I have mourned my dandelion flower, and with my son’s help found another plant to study in a more sheltered spot. I have watched the metamorphosis of its flower parts, drawn it, and learned from it. The first dandelion has not produced any further flowers, but in truth, its leaves and root are still alive; there is still more to be observed, now that I have regained my perspective.
I have not since locked eyes with a dragonfly. But each moment of connection to dandelion, to dragonfly, creates a relationship that opens space in my heart for other strange and surprising encounters. In some way, it means that I have friends in the world that I didn’t once have, perhaps an infinite number, both curious and familiar; that as I pay attention, as I take care, I am cared for in turn.
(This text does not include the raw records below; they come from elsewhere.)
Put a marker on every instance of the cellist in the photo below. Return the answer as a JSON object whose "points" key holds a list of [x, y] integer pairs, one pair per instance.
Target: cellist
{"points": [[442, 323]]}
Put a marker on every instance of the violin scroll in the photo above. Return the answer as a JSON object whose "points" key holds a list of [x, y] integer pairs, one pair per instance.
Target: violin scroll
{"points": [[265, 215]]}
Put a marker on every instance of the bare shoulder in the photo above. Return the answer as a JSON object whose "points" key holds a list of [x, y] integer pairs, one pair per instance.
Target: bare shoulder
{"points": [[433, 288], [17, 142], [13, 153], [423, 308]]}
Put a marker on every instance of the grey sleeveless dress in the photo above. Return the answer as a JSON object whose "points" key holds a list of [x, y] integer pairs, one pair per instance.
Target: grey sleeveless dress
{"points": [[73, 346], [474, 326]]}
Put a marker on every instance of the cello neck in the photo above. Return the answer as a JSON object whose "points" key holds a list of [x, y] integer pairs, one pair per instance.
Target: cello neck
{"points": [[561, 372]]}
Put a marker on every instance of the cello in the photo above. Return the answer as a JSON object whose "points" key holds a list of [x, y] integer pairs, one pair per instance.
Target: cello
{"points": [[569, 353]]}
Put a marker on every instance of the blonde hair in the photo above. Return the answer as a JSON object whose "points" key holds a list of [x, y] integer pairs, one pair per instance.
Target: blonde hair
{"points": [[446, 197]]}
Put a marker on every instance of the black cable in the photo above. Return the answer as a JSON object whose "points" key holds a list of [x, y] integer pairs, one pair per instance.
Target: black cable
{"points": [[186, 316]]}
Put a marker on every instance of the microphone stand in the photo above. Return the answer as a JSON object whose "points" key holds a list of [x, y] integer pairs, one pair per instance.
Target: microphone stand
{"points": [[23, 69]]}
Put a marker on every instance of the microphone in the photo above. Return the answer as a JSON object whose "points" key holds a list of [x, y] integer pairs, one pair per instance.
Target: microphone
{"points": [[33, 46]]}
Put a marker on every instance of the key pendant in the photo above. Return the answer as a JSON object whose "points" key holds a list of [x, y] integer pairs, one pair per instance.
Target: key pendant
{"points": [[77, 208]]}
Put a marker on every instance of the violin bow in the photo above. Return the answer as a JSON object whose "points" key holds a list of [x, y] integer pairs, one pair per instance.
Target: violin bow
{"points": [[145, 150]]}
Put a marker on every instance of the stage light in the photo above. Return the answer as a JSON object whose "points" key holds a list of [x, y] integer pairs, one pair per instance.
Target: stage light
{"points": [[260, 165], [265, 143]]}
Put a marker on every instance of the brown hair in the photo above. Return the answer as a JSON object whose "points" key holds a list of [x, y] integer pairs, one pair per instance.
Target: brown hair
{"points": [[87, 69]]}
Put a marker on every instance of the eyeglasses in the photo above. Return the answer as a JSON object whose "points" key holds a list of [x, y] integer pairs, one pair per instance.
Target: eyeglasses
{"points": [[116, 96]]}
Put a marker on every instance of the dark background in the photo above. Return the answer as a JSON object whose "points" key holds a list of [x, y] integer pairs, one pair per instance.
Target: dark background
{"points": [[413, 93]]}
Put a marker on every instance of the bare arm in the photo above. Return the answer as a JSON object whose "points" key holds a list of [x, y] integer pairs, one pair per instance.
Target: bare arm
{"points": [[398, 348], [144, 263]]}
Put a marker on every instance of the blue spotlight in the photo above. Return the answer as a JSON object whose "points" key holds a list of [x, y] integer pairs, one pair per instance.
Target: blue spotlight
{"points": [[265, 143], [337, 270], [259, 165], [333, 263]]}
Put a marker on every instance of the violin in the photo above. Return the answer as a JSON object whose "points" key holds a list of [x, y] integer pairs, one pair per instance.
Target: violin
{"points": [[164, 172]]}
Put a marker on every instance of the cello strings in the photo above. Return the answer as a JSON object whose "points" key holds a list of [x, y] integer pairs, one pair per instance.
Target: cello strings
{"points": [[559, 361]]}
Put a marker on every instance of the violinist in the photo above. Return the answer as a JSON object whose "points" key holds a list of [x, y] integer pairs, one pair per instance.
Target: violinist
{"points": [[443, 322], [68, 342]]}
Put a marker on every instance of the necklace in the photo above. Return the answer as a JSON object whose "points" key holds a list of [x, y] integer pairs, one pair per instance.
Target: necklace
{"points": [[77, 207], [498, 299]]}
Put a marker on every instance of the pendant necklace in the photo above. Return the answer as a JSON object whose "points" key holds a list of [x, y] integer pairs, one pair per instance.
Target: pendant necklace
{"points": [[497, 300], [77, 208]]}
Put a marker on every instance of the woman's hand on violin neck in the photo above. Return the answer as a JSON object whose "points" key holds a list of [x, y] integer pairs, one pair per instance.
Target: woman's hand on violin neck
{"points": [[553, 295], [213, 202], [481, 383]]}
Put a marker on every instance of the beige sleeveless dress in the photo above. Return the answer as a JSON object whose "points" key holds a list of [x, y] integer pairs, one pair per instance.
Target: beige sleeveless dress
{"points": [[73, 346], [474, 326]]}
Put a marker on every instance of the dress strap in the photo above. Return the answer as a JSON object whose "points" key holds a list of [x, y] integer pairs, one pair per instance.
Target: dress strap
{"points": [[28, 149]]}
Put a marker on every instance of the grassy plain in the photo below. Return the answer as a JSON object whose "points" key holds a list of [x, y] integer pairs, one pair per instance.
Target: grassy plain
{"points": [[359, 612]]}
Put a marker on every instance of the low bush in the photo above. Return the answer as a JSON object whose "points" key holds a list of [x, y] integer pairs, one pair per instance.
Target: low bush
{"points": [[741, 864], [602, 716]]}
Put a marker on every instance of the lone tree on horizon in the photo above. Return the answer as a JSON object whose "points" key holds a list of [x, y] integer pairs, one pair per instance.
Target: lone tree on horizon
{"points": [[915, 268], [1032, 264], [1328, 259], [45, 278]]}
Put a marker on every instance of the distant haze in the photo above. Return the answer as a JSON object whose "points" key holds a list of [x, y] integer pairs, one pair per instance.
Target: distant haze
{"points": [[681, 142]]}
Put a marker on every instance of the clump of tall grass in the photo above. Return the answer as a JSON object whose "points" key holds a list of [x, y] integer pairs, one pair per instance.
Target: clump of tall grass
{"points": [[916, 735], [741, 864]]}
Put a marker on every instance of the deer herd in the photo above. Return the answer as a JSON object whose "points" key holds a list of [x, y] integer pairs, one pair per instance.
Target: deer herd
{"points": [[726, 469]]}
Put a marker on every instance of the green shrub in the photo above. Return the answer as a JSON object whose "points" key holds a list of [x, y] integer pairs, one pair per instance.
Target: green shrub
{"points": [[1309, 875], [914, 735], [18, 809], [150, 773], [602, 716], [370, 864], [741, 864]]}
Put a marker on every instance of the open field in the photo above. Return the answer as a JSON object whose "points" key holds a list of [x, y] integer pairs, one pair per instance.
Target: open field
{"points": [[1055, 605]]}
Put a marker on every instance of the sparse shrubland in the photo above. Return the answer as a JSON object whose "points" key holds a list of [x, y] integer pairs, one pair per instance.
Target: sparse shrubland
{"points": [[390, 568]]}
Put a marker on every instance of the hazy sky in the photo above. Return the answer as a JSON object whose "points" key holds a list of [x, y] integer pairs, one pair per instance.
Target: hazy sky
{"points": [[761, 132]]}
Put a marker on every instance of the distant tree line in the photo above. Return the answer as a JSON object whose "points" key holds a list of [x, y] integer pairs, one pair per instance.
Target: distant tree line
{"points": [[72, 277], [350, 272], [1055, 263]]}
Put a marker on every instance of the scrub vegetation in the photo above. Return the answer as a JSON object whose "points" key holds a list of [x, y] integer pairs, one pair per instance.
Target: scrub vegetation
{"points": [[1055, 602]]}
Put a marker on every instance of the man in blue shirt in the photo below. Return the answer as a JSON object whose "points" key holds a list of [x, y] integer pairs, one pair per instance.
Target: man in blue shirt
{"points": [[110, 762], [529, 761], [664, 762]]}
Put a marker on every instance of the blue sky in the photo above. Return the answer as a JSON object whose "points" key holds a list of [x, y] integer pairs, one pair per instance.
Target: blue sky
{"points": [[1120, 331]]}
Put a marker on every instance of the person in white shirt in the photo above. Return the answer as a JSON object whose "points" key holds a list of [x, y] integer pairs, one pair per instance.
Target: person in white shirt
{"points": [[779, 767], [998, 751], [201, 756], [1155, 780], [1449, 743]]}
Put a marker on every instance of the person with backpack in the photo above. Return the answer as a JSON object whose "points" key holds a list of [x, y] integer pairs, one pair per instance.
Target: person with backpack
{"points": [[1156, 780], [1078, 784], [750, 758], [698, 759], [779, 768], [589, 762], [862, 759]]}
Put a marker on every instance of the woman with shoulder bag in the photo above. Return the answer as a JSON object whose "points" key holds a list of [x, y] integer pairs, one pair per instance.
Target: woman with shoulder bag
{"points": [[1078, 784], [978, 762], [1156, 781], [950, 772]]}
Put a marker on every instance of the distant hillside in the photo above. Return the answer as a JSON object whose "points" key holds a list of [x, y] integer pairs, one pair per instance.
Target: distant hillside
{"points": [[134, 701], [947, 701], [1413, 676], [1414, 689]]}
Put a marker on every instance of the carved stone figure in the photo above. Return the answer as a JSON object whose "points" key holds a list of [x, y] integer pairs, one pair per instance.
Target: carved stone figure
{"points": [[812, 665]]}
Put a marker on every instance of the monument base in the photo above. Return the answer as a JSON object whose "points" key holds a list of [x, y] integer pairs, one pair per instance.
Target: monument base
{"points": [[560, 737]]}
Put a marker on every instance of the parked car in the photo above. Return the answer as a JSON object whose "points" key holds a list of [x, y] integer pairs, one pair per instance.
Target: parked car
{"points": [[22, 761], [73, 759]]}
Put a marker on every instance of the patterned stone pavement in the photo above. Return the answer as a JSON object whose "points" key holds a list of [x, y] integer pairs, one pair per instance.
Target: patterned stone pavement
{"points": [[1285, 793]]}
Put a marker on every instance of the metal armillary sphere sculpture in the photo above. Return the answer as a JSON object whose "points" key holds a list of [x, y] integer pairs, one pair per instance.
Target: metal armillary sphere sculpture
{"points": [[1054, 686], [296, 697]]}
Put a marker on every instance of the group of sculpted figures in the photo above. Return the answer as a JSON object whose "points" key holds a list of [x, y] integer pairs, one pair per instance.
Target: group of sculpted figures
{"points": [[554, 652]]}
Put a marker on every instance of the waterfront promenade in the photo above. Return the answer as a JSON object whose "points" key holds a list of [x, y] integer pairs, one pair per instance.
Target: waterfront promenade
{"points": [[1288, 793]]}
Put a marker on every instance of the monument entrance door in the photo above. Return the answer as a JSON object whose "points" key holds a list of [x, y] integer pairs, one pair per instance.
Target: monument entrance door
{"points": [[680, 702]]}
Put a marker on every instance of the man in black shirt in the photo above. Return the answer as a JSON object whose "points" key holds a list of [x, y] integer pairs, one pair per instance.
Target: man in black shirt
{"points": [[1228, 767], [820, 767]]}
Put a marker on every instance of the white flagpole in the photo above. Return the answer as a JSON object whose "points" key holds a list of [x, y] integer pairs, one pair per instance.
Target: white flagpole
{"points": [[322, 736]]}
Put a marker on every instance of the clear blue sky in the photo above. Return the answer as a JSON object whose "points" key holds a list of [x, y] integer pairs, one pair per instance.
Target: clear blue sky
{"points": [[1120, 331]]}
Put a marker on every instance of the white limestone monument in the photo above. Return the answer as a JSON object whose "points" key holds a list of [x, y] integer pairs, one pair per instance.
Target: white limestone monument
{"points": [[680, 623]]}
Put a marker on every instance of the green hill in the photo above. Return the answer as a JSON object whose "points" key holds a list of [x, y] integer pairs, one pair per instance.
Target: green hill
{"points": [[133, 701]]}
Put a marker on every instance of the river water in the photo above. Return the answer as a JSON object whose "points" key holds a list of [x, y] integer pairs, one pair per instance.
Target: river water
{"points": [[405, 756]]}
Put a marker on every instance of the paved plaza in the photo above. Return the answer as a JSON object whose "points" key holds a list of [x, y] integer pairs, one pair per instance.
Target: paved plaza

The world is full of remarkable beings, of beauty, of curiosity, of connection, of love. My work – our work – is to recognize all these beings as part of our community, part of our family, and to treat them honourably and with care. Our work is allow our selfhood to be a little more permeable than we once believed – not only to other humans, not only to our familiar domesticated creatures, but to all of the wild. To all of the beings that seem nothing like us, that we think we can’t possibly understand, that have gifts and abilities well beyond the scope of the human, but that are our relations nonetheless.